ProdAgentFailures
Jump to navigation
Jump to search
List with some details on failures on how to try to solve them
- VO_CMS_SW_DIR is not set: this environment variable is needed for CMS, so the jobs know where to look for software. This has to be set on the workernodes.
- send an email to the admins, if possible also telling on which node this happened.
- error in stdout
ERROR: VO_CMS_SW_DIR is not set prodAgentFailure Invoked with code 10030
- no site match
- the resource broker could not find a site matching the job requirements
- there will be no stdout file from the jobs, but only a file like JobTracking/Failed/Submission_1/log/edgLoggingInfo.log with grid details (like crab -postMortem)
Event: Abort - host = laranja.iihe.ac.be - level = SYSTEM - priority = asynchronous - reason = Cannot plan: BrokerHelper: no compatible resources
Look for the job requirement part and try to poll the grid info system to see what is available: eg
- the edgLoggingInfo.log has a part with the requirements
- job = [ requirements = ( Member("VO-cms-CMSSW_1_2_0",other.GlueHostApplicationSoftwareRunTimeEnvironment) && anyMatch(other.storage.CloseSEs,( target.GlueSEUniqueID == "polgrid2.in2p3.fr.in2p3.fr" )) ) && ( other.GlueCEStateStatus == "Production" ); RetryCount = 3;
- the job tries to find a site matching this:
- is there a site with a closeSE named polgrid2.in2p3.fr.in2p3.fr?
- the job tries to find a site matching this:
lcg-infosites --vo cms closeSE|grep -C 3 polgrid2.in2p3.fr.in2p3.fr
the result of this query is empty, because there's very probably a typo in the SE name ;) Other example:
requirements = ( Member("VO-cms-CMSSW_1_2_0",other.GlueHostApplicationSoftwareRunTimeEnvironment) && anyMatch(other.storage.CloseSEs,( target.GlueSEUniqueID == "grid11.lal.in2p3.fr" )) ) && ( other.GlueCEStateStatus == "Production" );
- check for closeSE, and it returns a matching CE.

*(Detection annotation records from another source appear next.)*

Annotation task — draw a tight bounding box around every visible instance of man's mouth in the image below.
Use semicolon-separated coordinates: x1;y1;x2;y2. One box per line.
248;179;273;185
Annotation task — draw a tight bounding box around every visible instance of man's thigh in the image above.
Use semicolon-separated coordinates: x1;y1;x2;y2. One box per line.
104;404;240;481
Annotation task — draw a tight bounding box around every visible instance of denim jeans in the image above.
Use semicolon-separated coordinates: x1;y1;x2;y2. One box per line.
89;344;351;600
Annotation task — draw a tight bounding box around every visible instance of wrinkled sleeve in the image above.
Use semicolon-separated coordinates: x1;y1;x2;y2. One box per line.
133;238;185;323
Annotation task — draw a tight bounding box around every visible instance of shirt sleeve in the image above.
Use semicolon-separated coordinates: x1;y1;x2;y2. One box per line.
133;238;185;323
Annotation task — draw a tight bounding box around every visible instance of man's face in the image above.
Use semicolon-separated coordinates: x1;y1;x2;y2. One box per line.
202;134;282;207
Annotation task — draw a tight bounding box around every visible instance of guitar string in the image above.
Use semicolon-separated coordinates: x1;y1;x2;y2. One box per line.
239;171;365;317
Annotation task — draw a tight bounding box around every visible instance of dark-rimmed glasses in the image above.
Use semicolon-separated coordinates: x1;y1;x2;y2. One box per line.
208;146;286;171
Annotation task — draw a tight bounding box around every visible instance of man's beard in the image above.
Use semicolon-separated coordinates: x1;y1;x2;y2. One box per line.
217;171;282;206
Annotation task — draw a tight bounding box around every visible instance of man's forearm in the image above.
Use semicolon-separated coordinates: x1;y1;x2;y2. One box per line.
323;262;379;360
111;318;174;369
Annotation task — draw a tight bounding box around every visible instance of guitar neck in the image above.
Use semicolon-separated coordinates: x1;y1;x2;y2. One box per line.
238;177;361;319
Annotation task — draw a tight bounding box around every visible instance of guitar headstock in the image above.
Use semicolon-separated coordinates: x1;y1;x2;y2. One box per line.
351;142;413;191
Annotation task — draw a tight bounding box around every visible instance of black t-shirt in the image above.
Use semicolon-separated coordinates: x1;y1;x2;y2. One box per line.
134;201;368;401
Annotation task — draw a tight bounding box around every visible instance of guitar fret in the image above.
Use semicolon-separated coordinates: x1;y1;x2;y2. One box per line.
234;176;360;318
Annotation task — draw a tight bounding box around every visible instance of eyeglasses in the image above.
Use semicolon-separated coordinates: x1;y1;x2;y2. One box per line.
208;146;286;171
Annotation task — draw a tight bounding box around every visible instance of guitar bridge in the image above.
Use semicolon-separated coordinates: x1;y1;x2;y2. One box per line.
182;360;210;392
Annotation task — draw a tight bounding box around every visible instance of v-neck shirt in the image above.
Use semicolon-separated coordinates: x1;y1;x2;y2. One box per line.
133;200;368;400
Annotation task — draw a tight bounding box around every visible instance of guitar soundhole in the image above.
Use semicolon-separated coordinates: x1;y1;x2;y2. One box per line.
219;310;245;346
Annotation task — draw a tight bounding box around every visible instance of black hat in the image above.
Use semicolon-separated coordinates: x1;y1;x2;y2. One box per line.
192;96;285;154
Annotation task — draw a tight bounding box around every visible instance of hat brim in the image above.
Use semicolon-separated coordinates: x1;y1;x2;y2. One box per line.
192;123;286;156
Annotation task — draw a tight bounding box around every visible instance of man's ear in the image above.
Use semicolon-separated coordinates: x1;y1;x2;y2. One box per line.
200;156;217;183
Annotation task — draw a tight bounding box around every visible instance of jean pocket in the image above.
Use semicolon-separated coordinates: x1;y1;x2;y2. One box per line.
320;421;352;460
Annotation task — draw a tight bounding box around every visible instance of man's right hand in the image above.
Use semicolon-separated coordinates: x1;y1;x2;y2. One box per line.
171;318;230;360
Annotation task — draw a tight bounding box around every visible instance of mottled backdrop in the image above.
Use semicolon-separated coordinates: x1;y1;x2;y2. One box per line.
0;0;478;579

-sh-2.05b$ lcg-infosites --vo cms closeSE|grep -C 3 grid11.lal.in2p3.fr node12.datagrid.cea.fr Name of the CE: grid10.lal.in2p3.fr:2119/jobmanager-pbs-cms grid11.lal.in2p3.fr grid05.lal.in2p3.fr grid03.lal.in2p3.fr
- is the software available on that CE: the following command shows all available tags at all available sites for CMS. look there for the corresponding CE and see if the software tag is available.

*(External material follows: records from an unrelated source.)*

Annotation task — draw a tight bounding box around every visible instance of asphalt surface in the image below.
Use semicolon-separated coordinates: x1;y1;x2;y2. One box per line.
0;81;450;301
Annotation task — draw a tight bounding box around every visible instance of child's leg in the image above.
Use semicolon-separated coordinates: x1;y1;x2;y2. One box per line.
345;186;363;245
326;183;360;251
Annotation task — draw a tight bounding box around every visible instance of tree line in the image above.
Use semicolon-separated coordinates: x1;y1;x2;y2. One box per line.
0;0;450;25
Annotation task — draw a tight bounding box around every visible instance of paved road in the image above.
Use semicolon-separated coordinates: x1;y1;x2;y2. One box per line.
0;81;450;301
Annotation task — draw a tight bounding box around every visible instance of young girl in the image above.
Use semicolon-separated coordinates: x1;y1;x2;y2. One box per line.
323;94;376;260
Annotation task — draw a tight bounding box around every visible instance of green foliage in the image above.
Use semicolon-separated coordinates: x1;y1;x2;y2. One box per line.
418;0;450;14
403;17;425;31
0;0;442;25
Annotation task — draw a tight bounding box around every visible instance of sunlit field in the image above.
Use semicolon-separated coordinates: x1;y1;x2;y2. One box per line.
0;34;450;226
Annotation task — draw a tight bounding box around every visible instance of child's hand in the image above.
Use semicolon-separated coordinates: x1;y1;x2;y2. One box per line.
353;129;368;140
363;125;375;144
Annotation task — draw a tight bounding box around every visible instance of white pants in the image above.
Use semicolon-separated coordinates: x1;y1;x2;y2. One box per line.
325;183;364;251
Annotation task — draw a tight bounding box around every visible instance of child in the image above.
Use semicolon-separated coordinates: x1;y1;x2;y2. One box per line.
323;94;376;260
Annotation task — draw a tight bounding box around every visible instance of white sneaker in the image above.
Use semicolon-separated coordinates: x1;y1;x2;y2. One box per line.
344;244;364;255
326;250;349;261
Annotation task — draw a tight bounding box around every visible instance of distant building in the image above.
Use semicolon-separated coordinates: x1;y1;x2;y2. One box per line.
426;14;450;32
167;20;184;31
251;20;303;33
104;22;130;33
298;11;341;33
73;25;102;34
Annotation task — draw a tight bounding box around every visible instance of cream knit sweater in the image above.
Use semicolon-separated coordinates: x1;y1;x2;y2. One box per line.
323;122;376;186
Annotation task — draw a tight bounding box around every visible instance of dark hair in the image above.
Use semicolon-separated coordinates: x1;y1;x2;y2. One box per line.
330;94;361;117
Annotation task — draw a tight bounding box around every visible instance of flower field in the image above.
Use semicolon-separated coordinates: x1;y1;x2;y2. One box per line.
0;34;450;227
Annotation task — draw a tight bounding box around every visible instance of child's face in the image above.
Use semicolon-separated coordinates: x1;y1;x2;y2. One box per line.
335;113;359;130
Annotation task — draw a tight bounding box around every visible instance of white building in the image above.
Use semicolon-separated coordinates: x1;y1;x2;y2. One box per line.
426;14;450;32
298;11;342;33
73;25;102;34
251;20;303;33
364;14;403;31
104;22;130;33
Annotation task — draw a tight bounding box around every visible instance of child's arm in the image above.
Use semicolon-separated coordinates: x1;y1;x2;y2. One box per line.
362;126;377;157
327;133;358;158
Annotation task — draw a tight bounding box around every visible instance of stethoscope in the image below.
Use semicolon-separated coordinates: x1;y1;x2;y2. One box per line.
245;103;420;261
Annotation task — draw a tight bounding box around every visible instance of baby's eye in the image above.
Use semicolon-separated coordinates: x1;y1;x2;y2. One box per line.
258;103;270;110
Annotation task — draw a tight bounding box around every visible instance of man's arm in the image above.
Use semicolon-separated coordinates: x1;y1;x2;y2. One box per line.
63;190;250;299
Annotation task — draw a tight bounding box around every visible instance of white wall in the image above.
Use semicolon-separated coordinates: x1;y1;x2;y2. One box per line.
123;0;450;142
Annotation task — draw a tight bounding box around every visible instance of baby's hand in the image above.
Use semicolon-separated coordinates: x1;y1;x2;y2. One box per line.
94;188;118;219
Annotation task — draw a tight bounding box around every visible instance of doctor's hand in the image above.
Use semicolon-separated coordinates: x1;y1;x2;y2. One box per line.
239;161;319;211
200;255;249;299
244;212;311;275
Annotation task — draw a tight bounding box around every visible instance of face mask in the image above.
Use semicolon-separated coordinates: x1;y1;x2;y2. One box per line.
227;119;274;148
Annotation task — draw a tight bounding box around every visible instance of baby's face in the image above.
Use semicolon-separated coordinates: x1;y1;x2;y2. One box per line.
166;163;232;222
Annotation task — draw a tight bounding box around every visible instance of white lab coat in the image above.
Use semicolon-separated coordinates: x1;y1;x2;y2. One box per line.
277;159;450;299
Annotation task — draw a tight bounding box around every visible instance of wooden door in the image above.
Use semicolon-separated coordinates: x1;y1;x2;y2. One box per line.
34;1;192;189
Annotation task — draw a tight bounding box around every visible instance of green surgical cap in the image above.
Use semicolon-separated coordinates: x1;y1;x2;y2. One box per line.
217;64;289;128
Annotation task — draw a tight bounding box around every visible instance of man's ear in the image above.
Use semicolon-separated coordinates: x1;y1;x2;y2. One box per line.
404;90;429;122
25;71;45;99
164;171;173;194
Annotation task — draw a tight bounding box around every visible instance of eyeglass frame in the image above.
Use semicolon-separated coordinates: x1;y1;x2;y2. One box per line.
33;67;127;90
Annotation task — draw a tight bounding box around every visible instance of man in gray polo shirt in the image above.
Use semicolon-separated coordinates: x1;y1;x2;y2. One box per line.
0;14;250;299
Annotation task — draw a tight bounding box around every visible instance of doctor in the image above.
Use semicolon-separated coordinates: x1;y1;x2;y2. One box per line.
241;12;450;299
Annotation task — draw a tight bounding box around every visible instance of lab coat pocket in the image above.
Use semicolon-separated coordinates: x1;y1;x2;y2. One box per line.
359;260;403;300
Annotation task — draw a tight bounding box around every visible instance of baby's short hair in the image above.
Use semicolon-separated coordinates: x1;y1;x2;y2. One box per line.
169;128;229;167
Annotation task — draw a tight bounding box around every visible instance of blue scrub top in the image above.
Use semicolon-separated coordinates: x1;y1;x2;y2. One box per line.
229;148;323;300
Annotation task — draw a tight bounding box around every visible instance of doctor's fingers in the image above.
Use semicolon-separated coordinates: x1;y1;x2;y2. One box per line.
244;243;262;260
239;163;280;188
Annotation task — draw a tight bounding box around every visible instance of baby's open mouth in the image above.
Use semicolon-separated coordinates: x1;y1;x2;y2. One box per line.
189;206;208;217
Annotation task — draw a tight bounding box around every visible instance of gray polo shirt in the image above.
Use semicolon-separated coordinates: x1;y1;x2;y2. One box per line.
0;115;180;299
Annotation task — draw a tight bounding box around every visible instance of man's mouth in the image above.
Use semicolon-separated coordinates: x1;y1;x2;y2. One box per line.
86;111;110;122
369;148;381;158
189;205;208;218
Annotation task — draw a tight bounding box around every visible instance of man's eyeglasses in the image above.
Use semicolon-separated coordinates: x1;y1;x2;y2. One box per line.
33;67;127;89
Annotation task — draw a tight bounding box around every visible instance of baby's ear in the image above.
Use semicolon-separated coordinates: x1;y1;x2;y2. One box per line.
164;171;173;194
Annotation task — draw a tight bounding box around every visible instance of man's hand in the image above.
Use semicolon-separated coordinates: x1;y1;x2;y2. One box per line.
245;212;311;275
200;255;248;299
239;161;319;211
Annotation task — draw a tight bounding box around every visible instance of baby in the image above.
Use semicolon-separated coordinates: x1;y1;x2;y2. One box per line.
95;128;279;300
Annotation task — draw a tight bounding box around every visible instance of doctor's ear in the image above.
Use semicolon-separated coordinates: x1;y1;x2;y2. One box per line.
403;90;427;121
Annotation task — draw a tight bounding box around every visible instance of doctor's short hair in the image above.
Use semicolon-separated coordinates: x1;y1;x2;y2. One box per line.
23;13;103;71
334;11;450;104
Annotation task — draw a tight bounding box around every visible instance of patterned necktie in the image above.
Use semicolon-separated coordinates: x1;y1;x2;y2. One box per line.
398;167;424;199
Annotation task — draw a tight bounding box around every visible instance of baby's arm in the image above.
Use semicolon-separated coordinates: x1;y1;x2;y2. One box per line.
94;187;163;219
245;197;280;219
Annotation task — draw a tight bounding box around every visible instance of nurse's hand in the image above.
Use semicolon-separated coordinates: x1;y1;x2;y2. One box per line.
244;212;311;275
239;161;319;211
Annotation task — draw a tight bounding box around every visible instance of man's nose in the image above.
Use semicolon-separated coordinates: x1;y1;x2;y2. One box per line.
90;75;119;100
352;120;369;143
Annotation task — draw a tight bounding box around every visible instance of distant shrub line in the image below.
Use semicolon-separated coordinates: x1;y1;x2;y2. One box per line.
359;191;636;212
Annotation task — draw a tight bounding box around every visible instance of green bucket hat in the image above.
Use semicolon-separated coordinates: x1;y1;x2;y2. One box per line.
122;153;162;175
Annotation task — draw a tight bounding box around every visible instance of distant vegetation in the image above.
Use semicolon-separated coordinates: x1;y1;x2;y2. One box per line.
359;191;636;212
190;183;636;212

lcg-infosites --vo cms tag|less ... Name of the CE: grid10.lal.in2p3.fr VO-cms-CMSSW_0_6_0 VO-cms-CMSSW_0_6_1 VO-cms-CMSSW_0_7_0 VO-cms-CMSSW_0_8_1 VO-cms-CMSSW_0_8_3 VO-cms-CMSSW_1_0_1 VO-cms-CMSSW_1_0_4 VO-cms-CMSSW_1_2_0_install-failed-with-25600-on-2007/01/06_15:08:10 VO-cms-slc3_ia32_gcc323 ...
Apparently the software installation of 120 failed and this is the required version of the job. Contact the admins to ask to take a look at it and/or fix it.